Conversion to the LLVM dialect is being refactored to be more progressive and
is now performed as a series of independent passes converting different
dialects. These passes may produce unrealized_conversion_cast operations that
represent pending conversions between built-in and LLVM dialect types.
Historically, a more monolithic Standard-to-LLVM conversion pass did not need
these casts as all operations were converted in one shot. Previous refactorings
have led to the requirement of running the Standard-to-LLVM conversion pass to
clean up unrealized_conversion_casts even though the IR had no standard
operations in it. The pass must have been also run the last among all to-LLVM
passes, in contradiction with the partial conversion logic. Additionally, the
way it was set up could produce invalid operations by removing casts between
LLVM and built-in types even when the consumer did not accept the uncasted
type, or could lead to cryptic conversion errors (recursive application of the
rewrite pattern on unrealized_conversion_cast as a means to indicate failure
to eliminate casts).

In fact, the need to eliminate A->B->A unrealized_conversion_casts is not
specific to to-LLVM conversions and can be factored out into a separate type
reconciliation pass, which is achieved in this commit. While the cast operation
itself has a folder pattern, it is insufficient in most conversion passes as
the folder only applies to the second cast. Without complex legality setup in
the conversion target, the conversion infra will either consider the cast
operations valid and not fold them (a separate canonicalization would be
necessary to trigger the folding), or consider the first cast invalid upon
generation and stop with error. The pattern provided by the reconciliation pass
applies to the first cast operation instead. Furthermore, having a separate
pass makes it clear when unrealized_conversion_casts could not have been
eliminated since it is the only reason why this pass can fail.

Diff Detail

Event Timeline

ftynse created this revision.Sep 9 2021, 7:06 AM
ftynse requested review of this revision.Sep 9 2021, 7:06 AM
Herald added a project: Restricted Project. · View Herald Transcript
nicolasvasilache accepted this revision.Sep 9 2021, 7:28 AM

Thanks!

IMO this is a welcome improvement to "finalize" getting rid of these pesky conversion casts across pass granularities; seems everyone is hitting those issues these days.
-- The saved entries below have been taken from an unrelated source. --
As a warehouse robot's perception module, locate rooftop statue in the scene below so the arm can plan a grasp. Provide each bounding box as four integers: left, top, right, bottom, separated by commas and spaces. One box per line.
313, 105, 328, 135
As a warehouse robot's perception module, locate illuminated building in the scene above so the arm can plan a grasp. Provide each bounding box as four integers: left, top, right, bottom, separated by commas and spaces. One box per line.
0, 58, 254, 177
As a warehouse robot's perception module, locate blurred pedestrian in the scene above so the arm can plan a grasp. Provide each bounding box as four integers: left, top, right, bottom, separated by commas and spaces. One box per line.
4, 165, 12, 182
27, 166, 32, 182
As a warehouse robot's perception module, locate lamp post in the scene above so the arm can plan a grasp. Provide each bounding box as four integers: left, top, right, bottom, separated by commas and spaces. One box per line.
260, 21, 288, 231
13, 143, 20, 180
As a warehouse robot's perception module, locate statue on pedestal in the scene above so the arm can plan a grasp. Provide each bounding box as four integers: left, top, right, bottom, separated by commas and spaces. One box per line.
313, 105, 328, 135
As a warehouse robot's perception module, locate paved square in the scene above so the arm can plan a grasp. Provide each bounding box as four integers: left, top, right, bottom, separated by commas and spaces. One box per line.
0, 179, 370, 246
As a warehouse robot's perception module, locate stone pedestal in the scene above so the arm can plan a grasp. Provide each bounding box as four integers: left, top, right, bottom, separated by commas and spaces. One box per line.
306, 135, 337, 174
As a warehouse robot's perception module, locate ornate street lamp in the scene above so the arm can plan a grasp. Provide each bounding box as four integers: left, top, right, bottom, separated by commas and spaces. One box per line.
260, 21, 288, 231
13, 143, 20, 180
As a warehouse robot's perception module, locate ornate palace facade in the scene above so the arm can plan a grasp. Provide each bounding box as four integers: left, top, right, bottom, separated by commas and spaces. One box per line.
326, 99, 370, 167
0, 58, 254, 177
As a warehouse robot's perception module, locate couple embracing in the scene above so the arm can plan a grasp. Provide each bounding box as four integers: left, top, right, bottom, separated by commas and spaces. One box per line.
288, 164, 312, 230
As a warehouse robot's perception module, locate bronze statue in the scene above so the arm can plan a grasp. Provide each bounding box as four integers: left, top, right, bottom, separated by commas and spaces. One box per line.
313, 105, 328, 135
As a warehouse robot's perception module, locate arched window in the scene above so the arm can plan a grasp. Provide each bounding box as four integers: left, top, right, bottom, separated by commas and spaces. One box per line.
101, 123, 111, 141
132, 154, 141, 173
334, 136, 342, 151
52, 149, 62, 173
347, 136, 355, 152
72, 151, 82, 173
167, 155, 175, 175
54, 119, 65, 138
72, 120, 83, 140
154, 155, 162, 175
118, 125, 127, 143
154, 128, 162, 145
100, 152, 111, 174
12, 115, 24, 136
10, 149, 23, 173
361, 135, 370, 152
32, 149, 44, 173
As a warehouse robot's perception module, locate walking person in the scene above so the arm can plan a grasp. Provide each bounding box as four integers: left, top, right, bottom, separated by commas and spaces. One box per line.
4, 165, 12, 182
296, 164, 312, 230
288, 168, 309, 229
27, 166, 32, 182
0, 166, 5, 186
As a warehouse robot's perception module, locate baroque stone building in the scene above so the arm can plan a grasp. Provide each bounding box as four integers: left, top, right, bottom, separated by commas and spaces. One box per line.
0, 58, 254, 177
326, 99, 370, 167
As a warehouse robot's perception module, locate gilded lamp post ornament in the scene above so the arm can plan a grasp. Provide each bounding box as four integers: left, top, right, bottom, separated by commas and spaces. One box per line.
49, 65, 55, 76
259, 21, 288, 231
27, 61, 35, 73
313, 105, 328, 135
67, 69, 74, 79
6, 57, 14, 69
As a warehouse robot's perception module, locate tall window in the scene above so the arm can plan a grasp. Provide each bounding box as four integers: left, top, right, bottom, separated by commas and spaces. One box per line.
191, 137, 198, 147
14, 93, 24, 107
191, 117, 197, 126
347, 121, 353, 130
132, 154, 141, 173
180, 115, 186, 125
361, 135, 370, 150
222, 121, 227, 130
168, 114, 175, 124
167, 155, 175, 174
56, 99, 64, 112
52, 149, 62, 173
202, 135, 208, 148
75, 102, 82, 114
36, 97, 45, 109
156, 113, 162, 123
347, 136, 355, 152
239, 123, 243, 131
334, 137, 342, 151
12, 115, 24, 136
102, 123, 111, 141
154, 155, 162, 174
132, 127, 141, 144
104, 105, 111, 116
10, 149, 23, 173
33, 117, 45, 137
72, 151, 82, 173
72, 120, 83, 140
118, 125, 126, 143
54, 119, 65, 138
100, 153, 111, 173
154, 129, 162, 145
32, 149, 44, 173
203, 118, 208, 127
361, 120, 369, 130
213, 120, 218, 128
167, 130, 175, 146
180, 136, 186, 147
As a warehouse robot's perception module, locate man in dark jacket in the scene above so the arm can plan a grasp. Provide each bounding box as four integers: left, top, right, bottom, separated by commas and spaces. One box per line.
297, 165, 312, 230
This revision is now accepted and ready to land.Sep 9 2021, 7:28 AM
bondhugula added inline comments.
mlir/include/mlir/Conversion/Passes.td
374

If I am understanding this explanation right, why doesn't a folding hook on unrealized_conversion_cast get rid of these when the second pass runs?

ftynse updated this revision to Diff 371596.Sep 9 2021, 7:48 AM

Fix a runaway python test

This revision was landed with ongoing or failed builds.Sep 9 2021, 7:51 AM
This revision was automatically updated to reflect the committed changes.
ftynse marked an inline comment as done.Sep 9 2021, 9:02 AM
ftynse added inline comments.
mlir/include/mlir/Conversion/Passes.td
374

I envision more complex rules here, e.g., A->B->C->A cast chains, just splitting the refactoring part in a separate diff. Also, there is a bunch of passes that do populateXToYPatterns and won't work with the folder alone, they need a pattern that is exercised by this pass.

rriddle added inline comments.Sep 9 2021, 9:49 AM
mlir/lib/Conversion/ReconcileUnrealizedCasts/ReconcileUnrealizedCasts.cpp
55

The name here needs to be updated.

bondhugula added inline comments.Sep 9 2021, 6:56 PM
mlir/include/mlir/Conversion/Passes.td
374

But a method to populate this pattern can just be exposed and added to -convert-std-to-llvm instead of adding a -reconcile-unrealized-casts to virtually every codegen pipeline? Honestly, this would appear like an awkwardly named pass, sort of internal detail, being exposed outside.

bondhugula added inline comments.Sep 9 2021, 7:30 PM
mlir/include/mlir/Conversion/Passes.td
374

But you could always fold A -> B -> C to a A -> C. Wouldn't that suffice? Either this or the explanation here needs an update. You are only looking for cyclic chains? The folder runs every iteration on all ops every iteration of the rewrite driver and on every op on the worklist every iteration until the worklist is empty that iteration, as you already know.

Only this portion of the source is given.